What does LAWSAN do?
This is the umbrella body for all undergraduate law students. As the apex body, it amplifies law students’ voices on national issues, ensures their welfare and coordinates their affairs at the national level. We also undertake legal research and training, human and students’ rights advocacy, etc. As conscious citizens, we contribute to national development through our activities.
What are some issues LAWSAN is dealing with?
We are focused on building institutions that will outlive all of us. I intend to create a practical framework for LAWSAN’s continuous thriving. We’re faced with issues ranging from the standard of legal education, human rights violations, and so on, hence the institutionalization of our directorates of research and training, students’ rights, legal aid, female law students’ forum, etc.
Goals like these require huge resources which no students’ body has the capacity to shoulder, and that means funding is a major constraint.
Could you give an overview of legal education in Nigeria?
There’s much to be talked about, and the most salient is the challenges of legal education, principal among which are: quality, regulation, and cost.
The quality of legal practice is rapidly declining, and that is a result of the falling standard in legal education. The profession needs to reinvent itself to meet contemporary realities. A significant part of our curriculum is dated and obsolete, and law teaching is still theory-based, rather than practice-driven.
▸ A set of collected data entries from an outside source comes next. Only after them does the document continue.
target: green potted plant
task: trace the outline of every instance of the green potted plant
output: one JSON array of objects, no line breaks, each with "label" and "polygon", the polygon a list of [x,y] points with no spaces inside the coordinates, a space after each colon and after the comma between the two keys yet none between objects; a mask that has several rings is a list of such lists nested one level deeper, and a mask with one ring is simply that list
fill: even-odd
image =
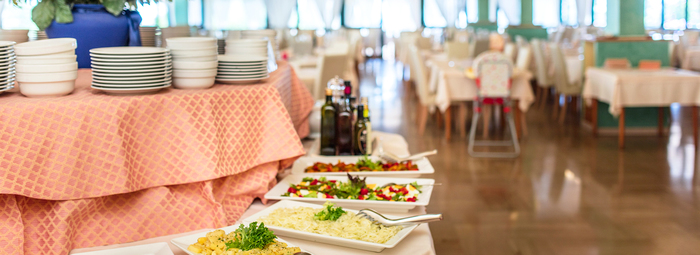
[{"label": "green potted plant", "polygon": [[[15,5],[22,0],[12,0]],[[27,0],[25,0],[27,1]],[[158,0],[41,0],[32,20],[49,38],[75,38],[80,68],[90,67],[90,49],[141,46],[137,3]]]}]

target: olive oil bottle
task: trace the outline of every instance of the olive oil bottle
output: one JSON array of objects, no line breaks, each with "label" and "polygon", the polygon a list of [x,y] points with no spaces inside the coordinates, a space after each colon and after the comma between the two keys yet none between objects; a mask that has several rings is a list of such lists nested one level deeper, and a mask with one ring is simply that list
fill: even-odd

What is being taught does not compare with what is obtainable at the Nigerian Law School, and that explains the massive failure there.
(All who graduate with a law degree must pass through the Nigerian Law School before they can practise. The law school has six campuses.)
Rather than hastily patched-up conjectures, our law faculties should be inclined to clinical legal education.
Secondly, the fusion of regulatory powers between the Nigerian Universities Commission and the Council of Legal Education breeds uncertainty and has resulted in power tussle between the two as to who has what regulatory powers over legal education at university level. Because of its peculiarity, legal education should be placed squarely under the Council of Legal Education to avoid bottlenecks. These include disparity in our academic calendars and the incessant strikes that disrupt academic activities in universities.
Lastly, the exorbitant fees of the Nigerian Law School must be addressed by the government to enable average and indigent Nigerians to access legal education.
What role can lawyers play in resolving some of the bigger issues facing Nigeria?
Nigeria is bedeviled by corruption in the judiciary, unaccountability from the legislature and tyranny of the executive arm of government. Corruption is deadliest when it involves the judiciary, an institution perceived to be ‘the last hope for the common man’. If water chokes you, what do you take to wash it down?
The legislature houses self-serving politicians who are unaccountable to their constituents. The indiscretions of the executive are manifest in its undue interference in the judiciary, desecration of judicial office and flagrant disregard of court orders.
As agents of social change and ministers in the temple of justice, lawyers have a duty to safeguard the rule of law, as this will create an egalitarian society.
What is the role of a lawyer in building a democratic environment?
The law is rooted in society, and lawyers are agents of social engineering. A lawyer must, first of all, inhabit the ethics and etiquettes of the legal profession, and secondly, uphold and sustain the ethos of democracy in the society. Anything short of this would breed an utterly undemocratic society where might is right, or no society at all.
Who inspired you to study law?
My mother went through a college of legal studies, but family and work didn’t allow her to build on her career to the bar. Though not a lawyer, my father, and day-one tutor, had great admiration and bias for law, and I’d say the duo played a great deal in my decision to study law.
Where did you go to school?
I had my basic and secondary education in Jalingo, after which I proceeded to Ahmadu Bello University, Zaria in Kaduna State where I am now cutting my teeth preparing to becoming a lawyer. I’m in the fifth year of my LL.B degree.
Were there defining moments in your childhood?
As a primary school pupil, I was double-promoted at the instance of my school, and that shaped my life greatly. Secondly, my sudden career shift was startling. While being a science student, I took art courses at home to enable me study law. Upon completion, I had the requisite qualifications and opportunity to study medicine or any of the top science courses on one hand, and law on the other. With the two callings at my disposal, the choice I took was the most defining in my life.